He was kind, and very careful about hurting people’s feelings, when he thought of it, but often he used to forget altogether that anyone was there. He said odd things sometimes, unexpected sort of things, because what he saw struck him in some unexpected light. It would never have occurred to him to say what he said for any other reason.

It used to worry me at one time that Walter did not appreciate Hugo, but that was a long time ago. I see now, and have seen for many years, that they never could have understood each other. They spoke different languages—or rather they used the same words for quite different meanings.

Walter once said:

‘Hugo has charm, certainly, but he is an unsatisfactory fellow. What is there behind all that?’

And another time he said:

‘If Hugo had ever done a good day’s work one would know where one was with him.’

And I could not explain. Hugo did work in his own way constantly, practically all day long, but it was not the kind of work that Walter could recognize or admit. Hugo was living and taking in and trying to understand all the time. If Hugo went for a ride on a bus—afterwards, when we were older—he found drama and beauty and queer exciting romance. He would tell one when he came back sometimes about it. The other people in the bus, people he had looked down on walking in the street, lights and shadows in a fog, sunsets in smoke, everything and anything was exciting and inspiring to Hugo; and some one else might have been the same bus ride and seen nothing at all.

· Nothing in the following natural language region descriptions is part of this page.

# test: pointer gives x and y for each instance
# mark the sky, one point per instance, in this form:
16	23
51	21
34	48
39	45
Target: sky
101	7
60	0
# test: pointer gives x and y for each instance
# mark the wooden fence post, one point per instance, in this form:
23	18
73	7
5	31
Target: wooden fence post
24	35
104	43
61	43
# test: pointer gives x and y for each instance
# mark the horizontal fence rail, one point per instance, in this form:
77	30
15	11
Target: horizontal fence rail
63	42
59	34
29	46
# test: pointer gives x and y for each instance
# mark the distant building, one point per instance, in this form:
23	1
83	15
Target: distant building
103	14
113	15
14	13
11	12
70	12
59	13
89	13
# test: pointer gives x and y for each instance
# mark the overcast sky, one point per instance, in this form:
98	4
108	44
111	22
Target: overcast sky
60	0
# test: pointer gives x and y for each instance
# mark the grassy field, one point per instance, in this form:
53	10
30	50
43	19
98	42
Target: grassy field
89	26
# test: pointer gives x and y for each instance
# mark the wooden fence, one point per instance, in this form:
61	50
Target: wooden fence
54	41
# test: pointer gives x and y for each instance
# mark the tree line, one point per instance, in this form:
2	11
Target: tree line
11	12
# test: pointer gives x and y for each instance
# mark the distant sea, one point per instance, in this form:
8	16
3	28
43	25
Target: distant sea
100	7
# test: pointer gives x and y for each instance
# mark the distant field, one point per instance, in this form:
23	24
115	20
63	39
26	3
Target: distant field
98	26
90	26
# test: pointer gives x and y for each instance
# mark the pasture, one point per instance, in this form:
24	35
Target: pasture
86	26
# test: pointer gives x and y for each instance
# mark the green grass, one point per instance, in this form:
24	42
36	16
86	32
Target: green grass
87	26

It was not that he was exactly observant, for he wasn’t. Often he noticed nothing when other people did. But he had a world of his own in which he lived a great deal, and sometimes—you never knew when—outside sights and sounds responded to something in it, and there was an illumination, a sudden quickening into life, of all around.

We who knew Hugo and loved him understood this. I don’t think Walter could have been expected to understand; he was too different.